The horizontal and vertical dynamical structure of Saharan dust was analyzed with a combination of satellite and ground-based observations as well as model (WRF-Chem) simulations (C. Cavazos-Guerra and M. C. Todd). The comparison between observations and WRF-Chem simulations highlighted the model efficiency at simulating the spatial and 3D structure of dust transport over the Sahara and Sahel, suggesting that accurate forecasting of dust events associated with synoptic scale events is possible when dust emission parameterization is suitably calibrated.
The work of X. Xi and I. N. Sokolik examines the impact of Asian dust on vegetation over dryland ecosystems by altering the photosynthetically active radiation (PAR) as well as shortwave and longwave radiation components. They also analyzed the radiative forcing efficiency of dust in the surface radiative balance.
I. Takemi examined the representations of shallow and deep convection under two distinct stability conditions over the Gobi desert using numerical outputs from large-eddy simulations. The results suggest that the adequate representations of shallow and deep convection are critically important in simulating the transport of dust aerosols under convective conditions.
D. Ackerley et al. have attempted to identify the differences arising in the representation of dust in a General Circulation Model (GCM) using two separate uplift schemes (CLIM and DEAD) over the globe. The study also allows a comparison between the dust uplift schemes without the added complexity of having several different transport and deposition models and helps explain how each uplift model responds to the simulated GCM. The dust simulation is particularly sensitive to (a) the dust-uplift parameterization scheme, (b) the representation of surface soil characteristics, and (c) the surface wind speed.

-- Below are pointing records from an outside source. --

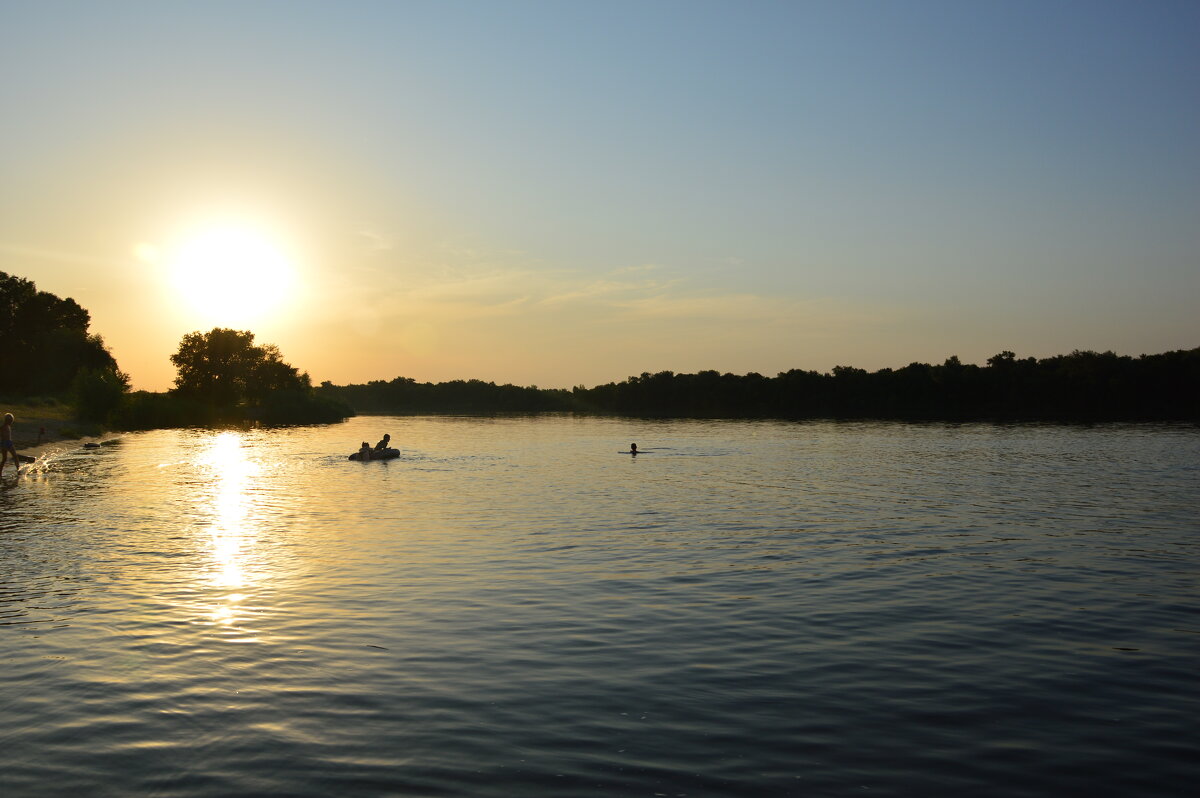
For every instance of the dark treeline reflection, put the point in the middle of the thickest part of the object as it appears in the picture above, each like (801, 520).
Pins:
(1085, 385)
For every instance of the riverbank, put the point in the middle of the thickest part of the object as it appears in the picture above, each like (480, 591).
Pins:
(35, 426)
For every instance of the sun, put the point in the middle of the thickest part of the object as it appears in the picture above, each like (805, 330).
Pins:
(232, 274)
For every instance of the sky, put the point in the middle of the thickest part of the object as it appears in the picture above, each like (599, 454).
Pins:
(570, 192)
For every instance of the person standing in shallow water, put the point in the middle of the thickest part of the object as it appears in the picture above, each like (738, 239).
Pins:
(6, 444)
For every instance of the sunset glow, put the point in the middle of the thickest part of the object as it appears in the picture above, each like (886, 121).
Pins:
(231, 275)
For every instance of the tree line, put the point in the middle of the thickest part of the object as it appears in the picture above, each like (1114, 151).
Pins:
(48, 349)
(222, 376)
(1081, 385)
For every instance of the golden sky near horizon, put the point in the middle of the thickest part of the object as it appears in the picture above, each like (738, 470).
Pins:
(547, 195)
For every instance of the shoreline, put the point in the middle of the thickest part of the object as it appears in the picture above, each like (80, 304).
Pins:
(58, 431)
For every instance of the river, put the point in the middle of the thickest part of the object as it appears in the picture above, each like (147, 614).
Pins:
(517, 607)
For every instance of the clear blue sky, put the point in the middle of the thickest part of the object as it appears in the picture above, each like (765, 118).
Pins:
(573, 192)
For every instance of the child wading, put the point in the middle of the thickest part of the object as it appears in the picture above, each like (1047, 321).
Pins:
(6, 444)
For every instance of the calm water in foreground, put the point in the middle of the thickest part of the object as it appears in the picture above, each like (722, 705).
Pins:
(515, 609)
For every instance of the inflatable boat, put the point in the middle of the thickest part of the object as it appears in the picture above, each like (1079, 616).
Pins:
(377, 454)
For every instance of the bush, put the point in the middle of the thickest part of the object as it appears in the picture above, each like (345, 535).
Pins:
(97, 393)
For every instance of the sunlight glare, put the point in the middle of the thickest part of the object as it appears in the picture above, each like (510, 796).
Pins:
(233, 471)
(232, 275)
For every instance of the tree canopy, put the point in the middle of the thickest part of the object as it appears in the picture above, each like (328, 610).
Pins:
(47, 340)
(1081, 385)
(226, 369)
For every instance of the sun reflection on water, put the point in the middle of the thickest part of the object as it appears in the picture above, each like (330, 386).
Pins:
(232, 523)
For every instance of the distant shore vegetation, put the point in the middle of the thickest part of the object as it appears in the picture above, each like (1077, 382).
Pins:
(223, 377)
(226, 378)
(1081, 385)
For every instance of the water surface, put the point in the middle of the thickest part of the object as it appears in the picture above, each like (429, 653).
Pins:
(514, 607)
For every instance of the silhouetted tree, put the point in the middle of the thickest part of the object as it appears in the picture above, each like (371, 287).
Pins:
(46, 340)
(225, 369)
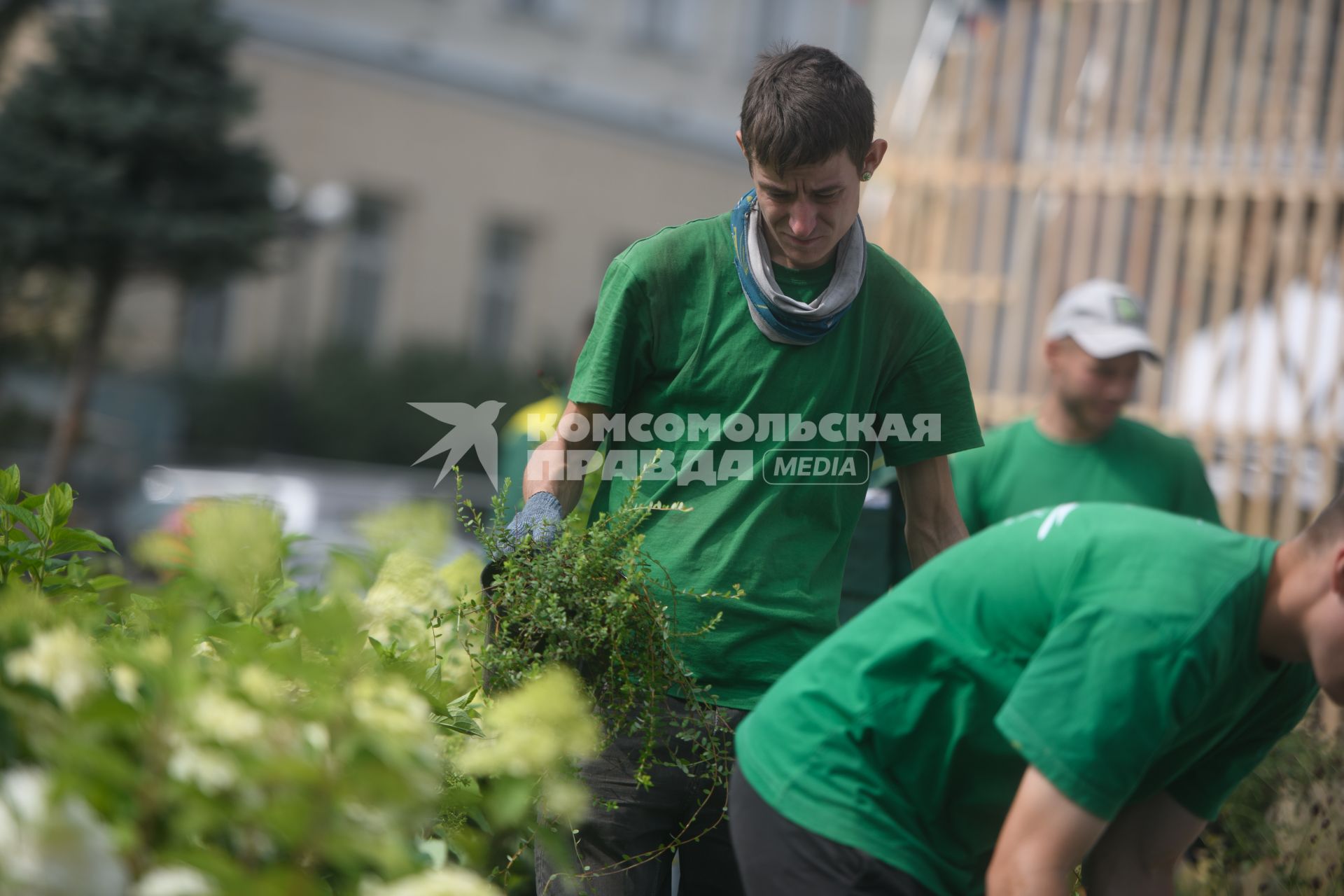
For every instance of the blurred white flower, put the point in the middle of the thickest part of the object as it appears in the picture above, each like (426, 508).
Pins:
(403, 596)
(64, 662)
(125, 681)
(225, 719)
(318, 736)
(178, 880)
(534, 729)
(564, 797)
(156, 649)
(52, 850)
(262, 685)
(445, 881)
(390, 706)
(210, 770)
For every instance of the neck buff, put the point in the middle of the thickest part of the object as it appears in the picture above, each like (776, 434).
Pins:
(783, 318)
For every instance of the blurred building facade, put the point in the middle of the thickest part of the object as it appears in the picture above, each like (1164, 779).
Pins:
(464, 172)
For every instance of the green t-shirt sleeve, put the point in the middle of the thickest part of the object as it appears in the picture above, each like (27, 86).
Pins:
(1206, 786)
(1097, 701)
(1194, 498)
(617, 355)
(967, 469)
(933, 381)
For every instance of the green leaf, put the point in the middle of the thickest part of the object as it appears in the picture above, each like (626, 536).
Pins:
(57, 504)
(67, 540)
(26, 517)
(10, 484)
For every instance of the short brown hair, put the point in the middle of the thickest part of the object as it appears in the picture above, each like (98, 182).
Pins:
(804, 105)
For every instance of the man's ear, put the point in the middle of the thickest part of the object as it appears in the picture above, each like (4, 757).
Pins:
(1338, 573)
(875, 153)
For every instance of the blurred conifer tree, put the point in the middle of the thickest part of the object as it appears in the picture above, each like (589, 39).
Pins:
(118, 158)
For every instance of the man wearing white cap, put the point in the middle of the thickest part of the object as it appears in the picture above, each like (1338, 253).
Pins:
(1078, 448)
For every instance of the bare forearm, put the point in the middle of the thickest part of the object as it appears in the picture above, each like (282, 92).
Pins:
(925, 538)
(1027, 878)
(558, 469)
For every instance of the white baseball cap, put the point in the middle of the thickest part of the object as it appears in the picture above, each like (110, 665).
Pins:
(1104, 317)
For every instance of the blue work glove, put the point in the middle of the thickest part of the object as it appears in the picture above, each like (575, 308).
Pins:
(539, 517)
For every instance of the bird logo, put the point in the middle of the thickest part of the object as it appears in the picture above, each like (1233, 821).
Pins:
(473, 426)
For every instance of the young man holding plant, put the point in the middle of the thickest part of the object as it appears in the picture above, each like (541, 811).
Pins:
(778, 311)
(1082, 684)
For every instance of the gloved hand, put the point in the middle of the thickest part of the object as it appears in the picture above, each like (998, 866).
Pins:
(539, 517)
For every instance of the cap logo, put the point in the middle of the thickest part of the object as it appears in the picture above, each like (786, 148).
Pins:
(1126, 311)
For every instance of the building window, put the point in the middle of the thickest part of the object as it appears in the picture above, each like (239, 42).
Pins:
(555, 13)
(204, 315)
(776, 22)
(365, 276)
(673, 26)
(503, 270)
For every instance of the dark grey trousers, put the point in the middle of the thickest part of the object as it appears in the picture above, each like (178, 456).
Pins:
(644, 820)
(781, 859)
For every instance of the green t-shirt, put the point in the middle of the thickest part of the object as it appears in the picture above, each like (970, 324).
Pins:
(1019, 470)
(1112, 647)
(673, 337)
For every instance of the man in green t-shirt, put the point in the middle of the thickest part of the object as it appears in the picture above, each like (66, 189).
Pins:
(1078, 448)
(769, 354)
(1082, 684)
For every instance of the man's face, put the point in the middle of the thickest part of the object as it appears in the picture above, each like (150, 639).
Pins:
(1093, 391)
(808, 210)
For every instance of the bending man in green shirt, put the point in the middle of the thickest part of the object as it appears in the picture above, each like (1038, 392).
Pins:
(1082, 684)
(768, 352)
(1078, 448)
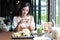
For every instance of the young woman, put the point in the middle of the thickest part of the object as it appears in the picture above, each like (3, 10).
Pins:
(23, 20)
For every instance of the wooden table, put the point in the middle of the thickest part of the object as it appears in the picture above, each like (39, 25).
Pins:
(7, 36)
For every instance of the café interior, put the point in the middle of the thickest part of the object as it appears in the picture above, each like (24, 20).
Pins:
(46, 15)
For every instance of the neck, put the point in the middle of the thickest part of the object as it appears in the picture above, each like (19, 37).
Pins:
(23, 16)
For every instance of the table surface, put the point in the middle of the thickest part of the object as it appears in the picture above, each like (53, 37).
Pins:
(7, 36)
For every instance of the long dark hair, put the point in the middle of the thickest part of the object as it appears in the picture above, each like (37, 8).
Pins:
(22, 5)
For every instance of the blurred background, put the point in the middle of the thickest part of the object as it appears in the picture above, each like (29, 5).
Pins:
(42, 10)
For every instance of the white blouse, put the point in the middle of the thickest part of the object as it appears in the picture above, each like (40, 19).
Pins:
(14, 24)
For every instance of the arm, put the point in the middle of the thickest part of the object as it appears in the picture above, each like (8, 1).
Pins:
(31, 23)
(15, 24)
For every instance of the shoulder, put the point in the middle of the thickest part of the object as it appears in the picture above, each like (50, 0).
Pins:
(31, 17)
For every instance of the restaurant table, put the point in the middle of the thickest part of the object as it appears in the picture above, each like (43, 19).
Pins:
(8, 36)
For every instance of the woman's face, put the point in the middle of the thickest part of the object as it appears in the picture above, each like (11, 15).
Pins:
(25, 10)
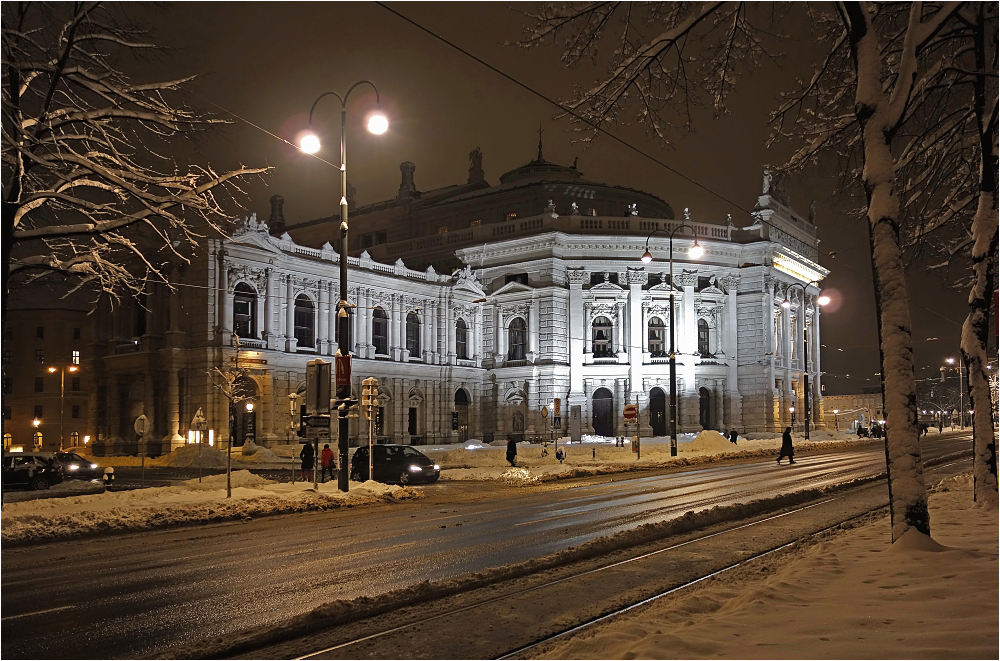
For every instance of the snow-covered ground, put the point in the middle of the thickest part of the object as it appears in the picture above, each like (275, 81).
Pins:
(187, 503)
(854, 596)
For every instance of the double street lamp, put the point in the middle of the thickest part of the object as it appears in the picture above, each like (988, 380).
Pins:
(694, 252)
(310, 143)
(821, 300)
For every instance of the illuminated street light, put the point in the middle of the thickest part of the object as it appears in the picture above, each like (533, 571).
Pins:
(694, 252)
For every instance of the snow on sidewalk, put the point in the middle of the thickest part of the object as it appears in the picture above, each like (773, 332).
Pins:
(854, 596)
(188, 503)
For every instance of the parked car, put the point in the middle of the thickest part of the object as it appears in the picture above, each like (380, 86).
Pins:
(394, 463)
(81, 468)
(30, 470)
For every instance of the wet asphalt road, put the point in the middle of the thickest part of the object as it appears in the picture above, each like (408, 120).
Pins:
(136, 595)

Finally, Mona et al. reviewed the use of lidar (light detection and ranging) techniques for the detection of optical properties as well as for the vertical distribution of dust. They highlight the benefits of lidar for the spatio-temporal monitoring of dust aerosol properties at various altitudes in the atmosphere, specifically, the intrusion into the planetary boundary layer and the mixing processes within the atmosphere. This review summarizes most of the information about desert dust collected to date using lidar techniques, and discusses the synergy of lidar with other remote sensing and in situ techniques.